The company also said that investing in partner pay and improving the business must continue to take priority over paying a bonus.
“We have made significant progress in the last year to return the business to profitability and delivered results that allow us to increase investment in our retail businesses; we expect profits to grow further this year,” John Lewis chairman Sharon White said. “This shows our plan is working, while we know there’s much more to do.”
For the year ended Jan. 27, the company posted before-tax profits of 56 million pounds ($71.1 million), against the year-ago before-tax loss of 234 million pounds ($297.2 million). Revenue rose 2.4 percent to 10.78 billion pounds ($13.69 billion). Sales at its Waitrose food business rose 5 percent, while sales at its John Lewis department store operation fell 4 percent. Fashion and beauty sales were up, offset by weaker sales in home and technology.
The company said trading operating profit at John Lewis of 689 million pounds ($875.1 million) was 13 million pounds ($16.5 million) better than a year ago as the business converted sales into greater profit, helped by efficiency savings across supply chain and stores.
Ted Baker UK collapse puts 1,000 jobs at risk
The holding company for Ted Baker’s U.K. and European retail and online business, No Ordinary Designer Label (NODL), was put into administration on Tuesday. The filing does not impact Ted Baker’s U.S. operations.
Ted Baker was acquired by Authentic Brands Group in October 2022 for $254 million. Authentic inked a deal with AARC Group to operate the fashion retailer’s 120 retail stores and concessions, as well as its online business. But trouble surfaced earlier this year after AARC failed to meet its financial obligations. Authentic is on the hunt for a replacement operating partner.

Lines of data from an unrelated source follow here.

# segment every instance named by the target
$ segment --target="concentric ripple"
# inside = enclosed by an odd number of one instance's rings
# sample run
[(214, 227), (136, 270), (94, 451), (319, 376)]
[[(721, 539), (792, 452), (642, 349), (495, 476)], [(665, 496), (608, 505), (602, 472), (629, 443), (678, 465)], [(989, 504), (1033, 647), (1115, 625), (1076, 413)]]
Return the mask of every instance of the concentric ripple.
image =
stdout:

Frasers Group puts Matches into administration
Three months after Frasers Group acquired online luxury fashion retailer Matches—formerly Matchesfashion—in December 2023 for 52 million pounds ($63 million), the company put it into administration on March 8. And one week later, Frasers also placed kids apparel retailers Base Childrenswear, Kids Cavern and Flannels Junior into administration.

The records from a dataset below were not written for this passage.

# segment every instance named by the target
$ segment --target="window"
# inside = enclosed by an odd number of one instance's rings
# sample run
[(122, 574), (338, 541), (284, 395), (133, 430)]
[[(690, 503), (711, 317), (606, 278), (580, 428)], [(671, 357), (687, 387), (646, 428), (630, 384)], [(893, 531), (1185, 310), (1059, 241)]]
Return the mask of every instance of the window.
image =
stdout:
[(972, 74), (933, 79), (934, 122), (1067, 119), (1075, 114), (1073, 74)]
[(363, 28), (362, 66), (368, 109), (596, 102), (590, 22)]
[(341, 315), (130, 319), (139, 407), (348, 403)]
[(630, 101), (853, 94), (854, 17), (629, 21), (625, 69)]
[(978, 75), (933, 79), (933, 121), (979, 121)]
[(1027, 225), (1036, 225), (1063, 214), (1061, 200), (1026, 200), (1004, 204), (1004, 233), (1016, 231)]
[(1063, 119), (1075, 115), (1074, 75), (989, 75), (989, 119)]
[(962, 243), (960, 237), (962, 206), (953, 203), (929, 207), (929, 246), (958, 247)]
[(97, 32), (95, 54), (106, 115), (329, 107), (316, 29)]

Frasers acquired the Base Childrenswear and Kids Cavern retail operations as part of a deal with JD Sports in December 2022 for 14 businesses having a deal value of up to 47.5 million pounds ($57.9 million). The two businesses operated a total store count of seven that were rebranded as Flannels Junior.

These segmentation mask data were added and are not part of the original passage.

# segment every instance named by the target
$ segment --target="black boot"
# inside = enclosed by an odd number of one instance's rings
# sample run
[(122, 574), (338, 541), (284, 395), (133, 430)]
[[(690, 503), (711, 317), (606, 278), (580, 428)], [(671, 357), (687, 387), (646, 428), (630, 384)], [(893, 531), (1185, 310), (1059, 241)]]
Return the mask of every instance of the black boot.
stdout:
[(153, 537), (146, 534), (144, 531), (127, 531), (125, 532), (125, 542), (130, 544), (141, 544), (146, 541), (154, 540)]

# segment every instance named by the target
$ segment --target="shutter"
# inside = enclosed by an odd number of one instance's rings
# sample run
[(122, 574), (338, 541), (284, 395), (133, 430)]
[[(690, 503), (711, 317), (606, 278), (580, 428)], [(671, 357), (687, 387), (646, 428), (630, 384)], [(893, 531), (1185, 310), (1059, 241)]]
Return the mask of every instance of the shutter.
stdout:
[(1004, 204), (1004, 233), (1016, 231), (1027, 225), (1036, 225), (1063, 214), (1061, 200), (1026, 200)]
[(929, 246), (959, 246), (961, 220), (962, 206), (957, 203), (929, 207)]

As for Matches, about 273 employees will be immediately impacted via layoffs. About another 250 or so could remain in place as administrators try to find a buyer for the operation.
“Since Frasers Group plc acquired Matches, the business has consistently missed its business plan targets and, notwithstanding support from the Group, has continued to make material losses,” Frasers said in a statement. “Whilst Matches’ management team has tried to try to find a way to stabilise the business, it has become clear that too much change would be required to restructure it, and the continued funding requirements would be far in excess of amounts that the Group considers to be viable.” Frasers reiterated its commitment to the luxury market and its brand partners.
Separately, Frasers reportedly acquired cycling and multisport retailer Wiggle Chain Reaction Cycles out of bankruptcy earlier this month for less than 10 million pounds ($12.7 million). It was Mike Ashley’s sports and fitness retailer Sports Direct that acquired department store chain House of Fraser out of bankruptcy, after which he renamed the company Frasers Group.